At least one dyed-in-the-wool, true-blue conservative has called out his party for the reckless irresponsibility of their unyielding tax cut mantra.

"This debt explosion has resulted not from big spending by the Democrats, but instead the Republican Party’s embrace, about three decades ago, of the insidious doctrine that deficits don’t matter if they result from tax cuts," said former Reagan budget director David Stockman in a NY Times op-ed last summer.

Stockman is not a lone voice in the wilderness.

In 2006 William Niskanen, the former chairman of the libertarian Cato Institute, published an influential paper titled “Limiting Government: The Failure of ‘Starve the Beast.’ ”

In it, he critiqued the conservative idea that cutting taxes now would “starve” the government of revenue, and thus force it to reduce spending. The reality, he said, was the opposite. If politicians found they could cut taxes without paying for it, they realized they could increase spending without paying for it, too.

Between 1981 and 2005, tax cuts led to more, rather than less, spending. The other problem with the theory, Niskanen wrote, was that it let Republicans off the hook. The belief that you could cut taxes without reducing spending had “substantially reduced the traditional Republican concern for fiscal responsibility.”

At present, there is a lot of anger about the size of the federal government's budget deficit, and rightly so. Americans, who are tightening their belts, want the government to do the same. People are looking for governmental responsibility and restraint. The anger and concern is coming from across the political spectrum.

However, the current deficit was not caused just by over-spending and under-taxation. It was caused by the collapse in tax revenues that resulted from the 2008 financial crisis and the subsequent economic downturn. And tax revenues will only improve when the unemployment problem improves. That may be a long way off.

There is no doubt that the federal government is too big, has too many employees, and spends too much money. But the deficit problems won't be solved with budget cuts alone.

After all, we're now in year-nine and year-11 of two separate wars that are both part of America's larger and ongoing 'War on Terror'. And since tax revenues were not raised to pay for those wars, but were in fact cut, they were put on the government's credit card.

The reality is that there are no easy solutions. Rather, there are only painful ones. There will be austerity measures that deeply affect most Americans, and budget cuts of all varieties that will anger just about everyone.

But the reality is that the US won't eliminate its deficit, balance its books, and pay down its debt without tax increases. But that's the problem; any tax increases in such tenuous times could ultimately cool the ailing economy even further.

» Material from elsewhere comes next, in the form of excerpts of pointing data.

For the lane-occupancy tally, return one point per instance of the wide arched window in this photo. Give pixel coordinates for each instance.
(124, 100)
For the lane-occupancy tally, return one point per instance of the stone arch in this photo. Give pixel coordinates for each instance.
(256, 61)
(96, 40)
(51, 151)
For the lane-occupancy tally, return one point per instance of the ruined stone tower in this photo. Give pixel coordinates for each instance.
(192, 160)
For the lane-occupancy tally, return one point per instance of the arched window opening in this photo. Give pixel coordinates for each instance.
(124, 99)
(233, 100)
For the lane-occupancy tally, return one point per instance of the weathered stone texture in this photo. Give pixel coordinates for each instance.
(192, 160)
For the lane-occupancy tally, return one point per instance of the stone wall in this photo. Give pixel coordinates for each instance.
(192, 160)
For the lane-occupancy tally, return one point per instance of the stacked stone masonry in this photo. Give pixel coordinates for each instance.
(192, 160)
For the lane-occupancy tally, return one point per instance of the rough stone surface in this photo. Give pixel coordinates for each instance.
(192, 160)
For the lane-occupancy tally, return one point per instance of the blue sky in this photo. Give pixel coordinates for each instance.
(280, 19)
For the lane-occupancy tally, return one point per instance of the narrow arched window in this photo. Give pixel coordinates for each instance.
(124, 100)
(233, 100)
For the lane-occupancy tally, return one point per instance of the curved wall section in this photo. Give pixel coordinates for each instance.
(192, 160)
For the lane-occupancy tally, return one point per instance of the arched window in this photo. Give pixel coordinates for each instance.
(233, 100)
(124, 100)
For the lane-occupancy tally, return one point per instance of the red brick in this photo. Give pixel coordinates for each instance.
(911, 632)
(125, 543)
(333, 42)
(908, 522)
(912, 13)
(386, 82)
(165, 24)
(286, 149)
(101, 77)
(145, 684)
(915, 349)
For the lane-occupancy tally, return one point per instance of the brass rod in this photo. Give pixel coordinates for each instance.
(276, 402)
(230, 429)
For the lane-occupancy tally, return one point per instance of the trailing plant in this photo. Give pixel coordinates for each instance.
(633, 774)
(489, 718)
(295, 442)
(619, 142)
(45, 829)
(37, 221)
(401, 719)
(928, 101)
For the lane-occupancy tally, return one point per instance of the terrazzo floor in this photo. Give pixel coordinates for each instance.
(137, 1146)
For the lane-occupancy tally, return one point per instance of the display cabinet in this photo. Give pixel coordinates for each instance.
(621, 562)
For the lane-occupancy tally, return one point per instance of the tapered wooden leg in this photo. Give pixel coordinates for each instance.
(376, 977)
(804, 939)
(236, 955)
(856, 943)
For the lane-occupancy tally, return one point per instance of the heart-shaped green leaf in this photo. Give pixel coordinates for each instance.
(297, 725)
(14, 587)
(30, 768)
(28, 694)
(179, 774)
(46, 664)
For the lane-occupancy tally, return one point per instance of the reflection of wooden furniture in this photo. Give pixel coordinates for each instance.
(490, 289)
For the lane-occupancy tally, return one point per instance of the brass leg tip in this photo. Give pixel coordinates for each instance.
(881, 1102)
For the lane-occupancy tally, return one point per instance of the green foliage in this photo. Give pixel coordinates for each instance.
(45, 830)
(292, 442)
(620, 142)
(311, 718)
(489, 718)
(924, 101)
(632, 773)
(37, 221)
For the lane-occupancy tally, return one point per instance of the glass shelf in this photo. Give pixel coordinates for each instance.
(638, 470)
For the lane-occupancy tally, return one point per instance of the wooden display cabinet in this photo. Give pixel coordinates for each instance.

A recent LA Times/USC Poll of California voters is reflective of the general American sentiment. The poll found that Californians oppose tax hikes in favor of budget cuts to balance the state budget. Yet, they object to most of the cuts that could be made. Reality bites.

Naturally, everyone favors cutting 'waste', 'fraud' and 'abuse', however vague those terms may be. Most voters favor cuts over taxes because they believe we're already taxed too much.

The government has gotten itself — and, by extension, the rest of us — in quite a pickle. Cuts need to be made, revues need to be raised, and voters want neither.

Meanwhile, the tax base has been shrunken considerably because so any people are out of work.

Dick Cheney, who argued for a tax cut despite a looming shortfall, famously declared, "Reagan proved that deficits don't matter."

While many conservatives may have agreed with him then, most Americans — regardless of political affiliation — would beg to differ right now.